Here's the server log for node 1, the one with the data:

[07:40:45,881 voldemort.store.metadata.MetadataStore] INFO metadata init(). [main]
[07:40:46,022 voldemort.cluster.Node] WARN admin-port not defined for node:0 using default value(socket_port + 1):6667 [main]
[07:40:46,023 voldemort.cluster.Node] WARN admin-port not defined for node:1 using default value(socket_port + 1):6671 [main]
[07:40:46,682 voldemort.store.metadata.MetadataStore] INFO Updating routing strategy for all stores [main]
[07:40:46,788 voldemort.server.VoldemortServer] INFO Using NIO Connector for Admin Service. [main]
[07:40:46,830 voldemort.server.VoldemortServer] INFO Using NIO Connector. [main]
[07:40:46,830 voldemort.common.service.VoldemortService] INFO Starting voldemort-server [main]
[07:40:46,871 voldemort.utils.JNAUtils] WARN Unable to lock JVM memory (ENOMEM).
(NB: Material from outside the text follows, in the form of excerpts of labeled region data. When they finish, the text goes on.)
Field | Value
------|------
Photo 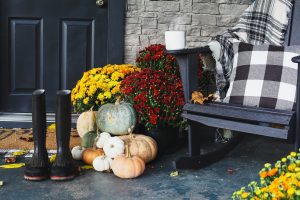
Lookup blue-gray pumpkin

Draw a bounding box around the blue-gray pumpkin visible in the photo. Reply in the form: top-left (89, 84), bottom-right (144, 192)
top-left (96, 100), bottom-right (136, 135)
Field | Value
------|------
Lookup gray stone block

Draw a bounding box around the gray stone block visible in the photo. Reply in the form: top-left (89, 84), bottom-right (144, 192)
top-left (145, 1), bottom-right (180, 12)
top-left (125, 24), bottom-right (142, 35)
top-left (192, 14), bottom-right (217, 26)
top-left (219, 4), bottom-right (248, 16)
top-left (141, 18), bottom-right (157, 29)
top-left (193, 3), bottom-right (219, 14)
top-left (217, 15), bottom-right (239, 26)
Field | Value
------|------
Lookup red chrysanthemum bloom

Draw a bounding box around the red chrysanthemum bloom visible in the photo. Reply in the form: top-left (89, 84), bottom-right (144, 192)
top-left (121, 68), bottom-right (184, 130)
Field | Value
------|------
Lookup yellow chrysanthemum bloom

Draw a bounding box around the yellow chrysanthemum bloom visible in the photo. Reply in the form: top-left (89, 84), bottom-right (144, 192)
top-left (71, 64), bottom-right (141, 112)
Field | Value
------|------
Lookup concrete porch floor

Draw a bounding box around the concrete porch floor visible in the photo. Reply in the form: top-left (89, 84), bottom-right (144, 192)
top-left (0, 135), bottom-right (293, 200)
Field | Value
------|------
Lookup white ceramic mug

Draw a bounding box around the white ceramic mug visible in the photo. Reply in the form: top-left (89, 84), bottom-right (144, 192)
top-left (165, 31), bottom-right (185, 50)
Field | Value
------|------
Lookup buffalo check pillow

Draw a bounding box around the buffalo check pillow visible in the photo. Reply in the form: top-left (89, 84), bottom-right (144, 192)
top-left (223, 42), bottom-right (300, 110)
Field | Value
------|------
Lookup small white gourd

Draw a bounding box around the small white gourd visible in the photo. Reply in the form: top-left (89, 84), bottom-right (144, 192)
top-left (71, 146), bottom-right (84, 160)
top-left (93, 156), bottom-right (112, 172)
top-left (96, 132), bottom-right (111, 149)
top-left (103, 137), bottom-right (125, 158)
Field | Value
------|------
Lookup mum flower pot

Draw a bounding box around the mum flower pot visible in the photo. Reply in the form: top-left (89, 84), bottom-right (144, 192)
top-left (135, 125), bottom-right (183, 155)
top-left (24, 90), bottom-right (50, 181)
top-left (50, 90), bottom-right (78, 181)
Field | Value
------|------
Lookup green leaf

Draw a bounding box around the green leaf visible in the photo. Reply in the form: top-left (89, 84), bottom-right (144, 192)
top-left (81, 131), bottom-right (97, 148)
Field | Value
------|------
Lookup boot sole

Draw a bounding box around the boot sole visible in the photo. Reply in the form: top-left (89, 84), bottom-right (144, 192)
top-left (50, 174), bottom-right (75, 181)
top-left (24, 175), bottom-right (49, 181)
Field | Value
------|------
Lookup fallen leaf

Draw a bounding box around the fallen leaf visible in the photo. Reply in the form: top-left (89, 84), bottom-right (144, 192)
top-left (12, 150), bottom-right (28, 156)
top-left (19, 136), bottom-right (33, 142)
top-left (81, 165), bottom-right (93, 169)
top-left (50, 154), bottom-right (56, 163)
top-left (47, 123), bottom-right (56, 131)
top-left (4, 156), bottom-right (17, 163)
top-left (191, 91), bottom-right (217, 104)
top-left (170, 171), bottom-right (178, 177)
top-left (192, 91), bottom-right (204, 104)
top-left (0, 163), bottom-right (25, 169)
top-left (227, 168), bottom-right (234, 174)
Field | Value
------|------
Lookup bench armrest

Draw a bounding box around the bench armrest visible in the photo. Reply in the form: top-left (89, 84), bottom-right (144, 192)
top-left (292, 56), bottom-right (300, 63)
top-left (166, 46), bottom-right (211, 103)
top-left (166, 46), bottom-right (211, 56)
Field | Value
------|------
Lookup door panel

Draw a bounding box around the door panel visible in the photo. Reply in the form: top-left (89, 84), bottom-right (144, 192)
top-left (9, 18), bottom-right (43, 95)
top-left (60, 20), bottom-right (95, 89)
top-left (0, 0), bottom-right (125, 112)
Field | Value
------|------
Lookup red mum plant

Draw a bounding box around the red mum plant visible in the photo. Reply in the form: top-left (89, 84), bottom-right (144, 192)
top-left (121, 68), bottom-right (184, 130)
top-left (136, 44), bottom-right (179, 75)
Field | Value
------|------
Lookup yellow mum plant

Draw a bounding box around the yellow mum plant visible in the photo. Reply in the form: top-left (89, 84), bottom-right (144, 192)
top-left (232, 152), bottom-right (300, 200)
top-left (71, 64), bottom-right (141, 113)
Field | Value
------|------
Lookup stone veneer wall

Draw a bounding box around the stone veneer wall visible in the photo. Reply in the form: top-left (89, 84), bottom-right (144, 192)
top-left (121, 0), bottom-right (252, 63)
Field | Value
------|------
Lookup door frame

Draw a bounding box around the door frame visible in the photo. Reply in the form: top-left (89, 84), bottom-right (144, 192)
top-left (0, 0), bottom-right (126, 128)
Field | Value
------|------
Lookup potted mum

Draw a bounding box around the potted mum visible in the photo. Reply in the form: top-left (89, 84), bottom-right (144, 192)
top-left (121, 45), bottom-right (184, 150)
top-left (71, 64), bottom-right (141, 113)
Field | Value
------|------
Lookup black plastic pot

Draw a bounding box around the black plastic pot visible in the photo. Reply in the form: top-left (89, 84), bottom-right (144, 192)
top-left (135, 125), bottom-right (185, 154)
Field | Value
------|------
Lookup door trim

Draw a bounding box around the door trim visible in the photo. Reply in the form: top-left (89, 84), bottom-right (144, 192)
top-left (107, 0), bottom-right (126, 64)
top-left (0, 0), bottom-right (126, 128)
top-left (0, 112), bottom-right (79, 128)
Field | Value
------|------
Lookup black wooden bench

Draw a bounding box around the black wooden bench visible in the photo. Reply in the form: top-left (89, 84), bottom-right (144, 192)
top-left (168, 1), bottom-right (300, 169)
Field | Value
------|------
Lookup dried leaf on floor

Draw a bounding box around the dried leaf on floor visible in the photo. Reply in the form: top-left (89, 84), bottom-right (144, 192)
top-left (19, 136), bottom-right (33, 142)
top-left (81, 165), bottom-right (93, 169)
top-left (192, 91), bottom-right (204, 104)
top-left (227, 168), bottom-right (234, 175)
top-left (47, 123), bottom-right (56, 131)
top-left (12, 150), bottom-right (28, 156)
top-left (4, 155), bottom-right (17, 163)
top-left (192, 91), bottom-right (217, 104)
top-left (50, 154), bottom-right (56, 163)
top-left (0, 163), bottom-right (25, 169)
top-left (170, 170), bottom-right (178, 177)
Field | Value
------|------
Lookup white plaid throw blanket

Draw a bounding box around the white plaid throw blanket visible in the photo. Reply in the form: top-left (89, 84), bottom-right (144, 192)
top-left (208, 0), bottom-right (294, 99)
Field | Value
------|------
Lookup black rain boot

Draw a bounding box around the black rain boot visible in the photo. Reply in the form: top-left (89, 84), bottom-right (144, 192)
top-left (51, 90), bottom-right (78, 181)
top-left (24, 89), bottom-right (50, 181)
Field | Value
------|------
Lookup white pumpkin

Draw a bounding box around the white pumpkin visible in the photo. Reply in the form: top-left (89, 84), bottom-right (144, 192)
top-left (96, 132), bottom-right (111, 149)
top-left (76, 110), bottom-right (97, 138)
top-left (103, 137), bottom-right (125, 158)
top-left (71, 146), bottom-right (84, 160)
top-left (93, 156), bottom-right (112, 172)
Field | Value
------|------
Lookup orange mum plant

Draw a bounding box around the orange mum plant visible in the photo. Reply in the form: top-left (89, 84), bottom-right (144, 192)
top-left (232, 152), bottom-right (300, 200)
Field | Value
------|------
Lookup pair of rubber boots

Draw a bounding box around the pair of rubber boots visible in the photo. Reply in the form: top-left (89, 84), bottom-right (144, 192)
top-left (24, 89), bottom-right (78, 181)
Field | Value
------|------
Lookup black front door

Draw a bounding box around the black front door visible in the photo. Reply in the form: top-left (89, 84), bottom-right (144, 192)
top-left (0, 0), bottom-right (124, 113)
This can result in part of the JVM being swapped out with higher Young gen stalls Increase RLIMIT_MEMLOCK or run Voldemort as root. [main]
[07:40:46,871 voldemort.server.VoldemortServer] INFO Starting 6 services. [main]
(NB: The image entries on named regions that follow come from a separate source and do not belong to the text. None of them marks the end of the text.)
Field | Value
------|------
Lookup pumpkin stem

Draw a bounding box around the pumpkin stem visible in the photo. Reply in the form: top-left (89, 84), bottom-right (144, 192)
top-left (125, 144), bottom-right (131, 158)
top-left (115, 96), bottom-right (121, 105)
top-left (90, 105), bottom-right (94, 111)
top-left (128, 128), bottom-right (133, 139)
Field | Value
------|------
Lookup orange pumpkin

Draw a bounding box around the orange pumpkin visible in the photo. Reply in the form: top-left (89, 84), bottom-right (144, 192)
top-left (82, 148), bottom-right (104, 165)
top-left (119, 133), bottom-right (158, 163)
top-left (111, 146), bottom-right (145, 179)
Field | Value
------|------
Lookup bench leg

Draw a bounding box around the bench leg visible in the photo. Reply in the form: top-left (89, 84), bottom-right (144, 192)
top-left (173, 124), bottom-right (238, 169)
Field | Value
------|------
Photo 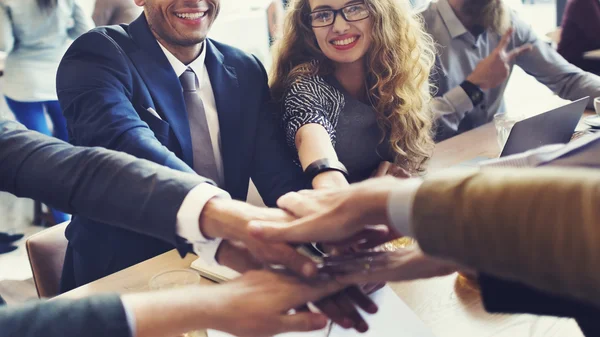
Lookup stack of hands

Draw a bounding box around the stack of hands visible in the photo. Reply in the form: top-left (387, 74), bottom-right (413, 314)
top-left (192, 172), bottom-right (456, 335)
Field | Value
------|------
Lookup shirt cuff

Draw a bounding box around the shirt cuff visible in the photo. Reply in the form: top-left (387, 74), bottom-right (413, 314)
top-left (387, 178), bottom-right (423, 237)
top-left (175, 183), bottom-right (231, 264)
top-left (444, 85), bottom-right (475, 117)
top-left (121, 301), bottom-right (137, 337)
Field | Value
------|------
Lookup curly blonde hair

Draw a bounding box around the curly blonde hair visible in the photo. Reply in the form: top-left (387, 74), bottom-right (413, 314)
top-left (270, 0), bottom-right (435, 173)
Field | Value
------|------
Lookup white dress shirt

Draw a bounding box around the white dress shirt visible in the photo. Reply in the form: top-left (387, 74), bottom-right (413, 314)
top-left (158, 42), bottom-right (230, 264)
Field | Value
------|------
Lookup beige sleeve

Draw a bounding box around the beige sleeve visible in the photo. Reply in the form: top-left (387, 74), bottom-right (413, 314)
top-left (412, 168), bottom-right (600, 304)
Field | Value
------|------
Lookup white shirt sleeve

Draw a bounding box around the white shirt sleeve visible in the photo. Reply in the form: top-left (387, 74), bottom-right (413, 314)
top-left (387, 178), bottom-right (423, 237)
top-left (175, 183), bottom-right (231, 264)
top-left (121, 301), bottom-right (137, 337)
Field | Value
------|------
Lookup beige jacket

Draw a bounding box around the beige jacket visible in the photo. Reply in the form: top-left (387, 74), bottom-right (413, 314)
top-left (412, 168), bottom-right (600, 305)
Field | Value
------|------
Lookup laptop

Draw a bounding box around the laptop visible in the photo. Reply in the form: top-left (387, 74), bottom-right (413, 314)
top-left (453, 96), bottom-right (589, 168)
top-left (500, 96), bottom-right (590, 157)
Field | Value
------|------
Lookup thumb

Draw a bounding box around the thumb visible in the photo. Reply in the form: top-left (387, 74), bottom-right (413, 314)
top-left (248, 216), bottom-right (335, 243)
top-left (275, 312), bottom-right (328, 334)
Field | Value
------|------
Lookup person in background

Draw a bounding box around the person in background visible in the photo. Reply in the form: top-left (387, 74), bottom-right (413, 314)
top-left (421, 0), bottom-right (600, 141)
top-left (270, 0), bottom-right (434, 188)
top-left (558, 0), bottom-right (600, 75)
top-left (267, 0), bottom-right (284, 45)
top-left (92, 0), bottom-right (142, 26)
top-left (0, 0), bottom-right (94, 223)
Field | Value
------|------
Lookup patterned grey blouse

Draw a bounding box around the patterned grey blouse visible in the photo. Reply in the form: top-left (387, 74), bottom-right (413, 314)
top-left (282, 76), bottom-right (393, 183)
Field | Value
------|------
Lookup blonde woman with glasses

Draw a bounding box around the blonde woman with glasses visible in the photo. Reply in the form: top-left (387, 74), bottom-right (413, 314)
top-left (271, 0), bottom-right (434, 188)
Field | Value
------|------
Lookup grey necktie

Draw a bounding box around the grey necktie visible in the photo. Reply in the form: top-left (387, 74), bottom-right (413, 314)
top-left (179, 68), bottom-right (221, 184)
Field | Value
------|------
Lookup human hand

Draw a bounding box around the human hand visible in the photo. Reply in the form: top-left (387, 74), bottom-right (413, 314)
top-left (467, 28), bottom-right (533, 90)
top-left (213, 241), bottom-right (377, 331)
top-left (371, 161), bottom-right (411, 179)
top-left (249, 177), bottom-right (402, 244)
top-left (204, 271), bottom-right (343, 337)
top-left (199, 198), bottom-right (316, 278)
top-left (320, 247), bottom-right (460, 284)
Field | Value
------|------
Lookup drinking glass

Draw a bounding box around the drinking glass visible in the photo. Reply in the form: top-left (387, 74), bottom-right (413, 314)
top-left (494, 113), bottom-right (521, 150)
top-left (149, 269), bottom-right (202, 337)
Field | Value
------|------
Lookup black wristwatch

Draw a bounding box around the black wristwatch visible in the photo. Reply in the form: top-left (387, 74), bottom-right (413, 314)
top-left (460, 81), bottom-right (485, 106)
top-left (304, 158), bottom-right (348, 181)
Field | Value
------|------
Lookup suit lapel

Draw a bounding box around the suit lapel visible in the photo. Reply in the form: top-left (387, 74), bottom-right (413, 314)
top-left (205, 39), bottom-right (244, 190)
top-left (129, 14), bottom-right (194, 167)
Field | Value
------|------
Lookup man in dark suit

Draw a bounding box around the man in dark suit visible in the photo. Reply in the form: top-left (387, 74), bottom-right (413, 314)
top-left (57, 0), bottom-right (307, 291)
top-left (0, 121), bottom-right (341, 337)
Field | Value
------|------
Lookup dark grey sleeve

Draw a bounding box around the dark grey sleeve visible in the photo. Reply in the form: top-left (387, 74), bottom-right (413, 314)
top-left (513, 12), bottom-right (600, 109)
top-left (0, 295), bottom-right (131, 337)
top-left (0, 121), bottom-right (207, 245)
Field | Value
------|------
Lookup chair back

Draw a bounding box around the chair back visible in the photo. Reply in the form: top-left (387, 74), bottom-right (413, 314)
top-left (25, 222), bottom-right (68, 298)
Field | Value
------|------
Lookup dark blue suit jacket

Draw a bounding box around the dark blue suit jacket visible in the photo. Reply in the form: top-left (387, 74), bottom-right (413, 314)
top-left (57, 14), bottom-right (309, 290)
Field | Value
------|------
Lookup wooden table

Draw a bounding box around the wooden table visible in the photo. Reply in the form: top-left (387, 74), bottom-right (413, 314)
top-left (59, 111), bottom-right (593, 337)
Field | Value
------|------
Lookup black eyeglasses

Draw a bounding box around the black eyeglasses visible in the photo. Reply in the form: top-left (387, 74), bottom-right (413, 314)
top-left (308, 3), bottom-right (371, 28)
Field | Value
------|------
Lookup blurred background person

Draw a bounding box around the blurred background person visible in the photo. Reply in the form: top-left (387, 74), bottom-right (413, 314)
top-left (558, 0), bottom-right (600, 75)
top-left (267, 0), bottom-right (284, 45)
top-left (92, 0), bottom-right (142, 26)
top-left (0, 0), bottom-right (93, 227)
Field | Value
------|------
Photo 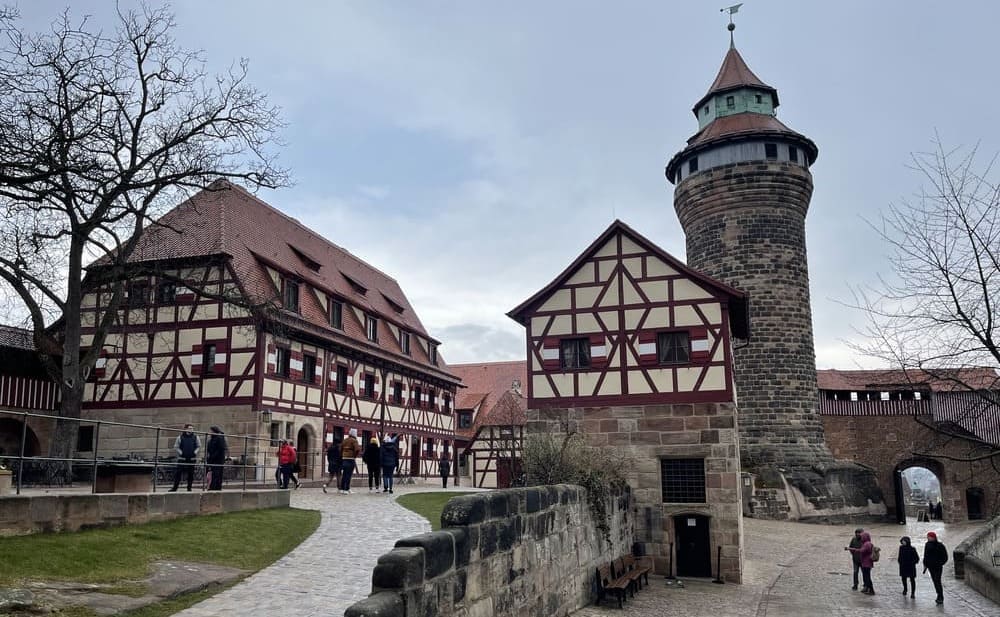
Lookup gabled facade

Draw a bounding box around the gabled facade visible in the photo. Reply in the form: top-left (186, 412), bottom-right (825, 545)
top-left (82, 183), bottom-right (458, 477)
top-left (450, 361), bottom-right (527, 488)
top-left (508, 221), bottom-right (749, 582)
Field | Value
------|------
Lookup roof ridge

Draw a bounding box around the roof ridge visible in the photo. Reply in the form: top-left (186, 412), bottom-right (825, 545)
top-left (219, 180), bottom-right (399, 285)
[07:40:46,871 voldemort.common.service.VoldemortService] INFO Starting storage-service [main]
[07:40:46,997 voldemort.server.storage.StorageService] INFO Initializing bdb storage engine. [main]
[07:40:47,002 voldemort.server.storage.StorageService] INFO Initializing read-only storage engine. [main]
[07:40:47,023 voldemort.server.storage.StorageService] INFO Opening system store 'voldsys$_client_registry' (memory). [main]
[07:40:47,064 voldemort.server.storage.StorageService] INFO Scheduling data retention cleanup job for store 'voldsys$_client_registry' at Tue Jul 28 00:00:00 CDT 2015 with retention scan throttle rate:2147483647 Entries/second. [main]
[07:40:47,069 voldemort.server.storage.StorageService] INFO Opening system store 'voldsys$_metadata_version_persistence' (file-backed-cache). [main]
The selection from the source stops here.